Carl Jung, na psicologia analítica, desenvolveu um método semelhante para compreender os mitos, lendas e símbolos que aparecem em nossos sonhos e experiência diária.

Qualquer que tenha sido a viagem de Jesus ao Oriente, histórica, lendária ou uma combinação dessas, o que ela significa hoje, para nós? Como a maioria das grandes odisseias literárias, apenas mais curta e menos detalhada, a viagem de Jesus é o símbolo da procura pela sabedoria, a procura da integridade.

O Oriente, no passado e no presente, representa a metade misteriosa da alma, o inconsciente escondido, o espírito superior, a dimensão intuitiva da psique menos enfatizada pelas civilizações hebraica e grega, ou talvez menos conhecida. A síntese entre capacidades analíticas e estáticas, meta de todos os indivíduos, hoje é representada pela parte esquerda e parte direita do cérebro. Na vida exterior, essa procura se expressa muitas vezes como uma viagem para o Oriente ou (no caso oriental) para o Ocidente. E, como os heróis e heroínas das histórias, aqueles que embarcam para uma peregrinação física, em geral descobrem que a outra parte do mundo não é tão celestial assim, na verdade. Para nosso espanto, descobrimos que o Oriente, ou Ocidente, muitas vezes, é tão corrupto como a sociedade hipócrita que abandonamos e, finalmente, dando graças a Deus pelo encontro com os melhores representantes dos dois mundos, voltamos para casa, felizes.

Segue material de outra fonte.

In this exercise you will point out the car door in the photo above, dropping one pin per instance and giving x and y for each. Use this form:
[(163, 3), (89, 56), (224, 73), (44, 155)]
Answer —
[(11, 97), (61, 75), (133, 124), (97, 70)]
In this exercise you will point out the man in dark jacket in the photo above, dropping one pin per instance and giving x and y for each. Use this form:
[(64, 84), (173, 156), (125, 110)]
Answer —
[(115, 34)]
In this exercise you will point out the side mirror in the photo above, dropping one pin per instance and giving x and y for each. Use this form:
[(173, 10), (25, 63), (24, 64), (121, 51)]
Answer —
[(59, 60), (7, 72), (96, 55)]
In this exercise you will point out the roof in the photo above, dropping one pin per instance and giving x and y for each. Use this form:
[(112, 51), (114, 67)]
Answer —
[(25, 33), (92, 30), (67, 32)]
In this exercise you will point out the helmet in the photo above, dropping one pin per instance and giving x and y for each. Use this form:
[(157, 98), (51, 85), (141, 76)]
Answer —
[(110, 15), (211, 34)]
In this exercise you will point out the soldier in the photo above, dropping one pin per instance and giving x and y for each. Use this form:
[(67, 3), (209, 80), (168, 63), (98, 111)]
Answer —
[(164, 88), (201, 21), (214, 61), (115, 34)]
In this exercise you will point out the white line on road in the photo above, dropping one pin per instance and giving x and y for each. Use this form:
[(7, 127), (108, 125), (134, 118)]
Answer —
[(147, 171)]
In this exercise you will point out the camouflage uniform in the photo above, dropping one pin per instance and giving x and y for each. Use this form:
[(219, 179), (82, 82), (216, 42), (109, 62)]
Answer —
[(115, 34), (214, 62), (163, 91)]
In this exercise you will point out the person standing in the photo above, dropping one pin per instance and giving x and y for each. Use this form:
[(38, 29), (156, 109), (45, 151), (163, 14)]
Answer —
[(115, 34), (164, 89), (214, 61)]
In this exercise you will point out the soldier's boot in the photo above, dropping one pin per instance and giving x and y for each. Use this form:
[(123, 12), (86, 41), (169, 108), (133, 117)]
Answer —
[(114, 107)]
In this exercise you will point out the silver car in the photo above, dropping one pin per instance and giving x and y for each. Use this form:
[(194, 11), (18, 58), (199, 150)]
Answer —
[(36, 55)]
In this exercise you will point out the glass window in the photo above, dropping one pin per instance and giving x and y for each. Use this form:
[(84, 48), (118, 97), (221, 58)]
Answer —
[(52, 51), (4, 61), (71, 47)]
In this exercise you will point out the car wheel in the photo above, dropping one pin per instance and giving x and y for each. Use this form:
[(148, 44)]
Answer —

Minha própria teoria é que, se realmente Jesus viajou para o Oriente, ele provavelmente o fez para agradecer os três magos, mencionados por Mateus, que o visitaram por ocasião do seu nascimento. Segundo a lenda, eles vieram da Arábia, Pérsia e Índia - três países que Jesus teria visitado.

Como discípulos de Zoroastro, os magos tinham o dom de interpretar sonhos. Em Jerusalém, eles talvez tivessem ensinado a Maria e José os seus conhecimentos, o que permitiu a eles, mais tarde, depois de terem sonhado com a raiva de Herodes, fugirem para o Egito. Se isso realmente aconteceu, Jesus deve ter ficado grato aos magos por terem salvado sua vida e, quando se tornou adolescente (de acordo com a lenda, ele tinha treze anos quando saiu de casa), foi procurá-los para aprender com eles a ciência dos sonhos.

Qualquer que seja o motivo pelo silêncio da Bíblia sobre o desenvolvimento de Jesus dos treze aos trinta anos, esse período desconhecido simboliza (para o cristianismo) a perda da sua própria origem como um todo. Depois do Império romano ter adotado a fé que ternou reprimir tão fanaticamente durante muito tempo, o pensamento original de Jesus se escondeu atrás dos escritos incontáveis de Nicéia, no século 4º, ou se perdeu no meio das muitas seitas diferentes que mais tarde foram perseguidas e destruídas violentamente. Através da tradição oral ou mesmo de documentos que mais tarde se perderam, esses pensamentos foram ensinados de pai para filho, de geração a geração, e, de repente, surgiram em certos grupos na Idade Média e também em nossos dias.

Na geografia da fé, a viagem de Jesus ao Oriente simboliza a peregrinagem interna que todos nós fazemos durante nossas vidas. Finalmente, chegando “em casa”, encontramos o ponto onde todos os caminhos se encontram, o lugar do Reino de Deus, dentro de nós mesmos.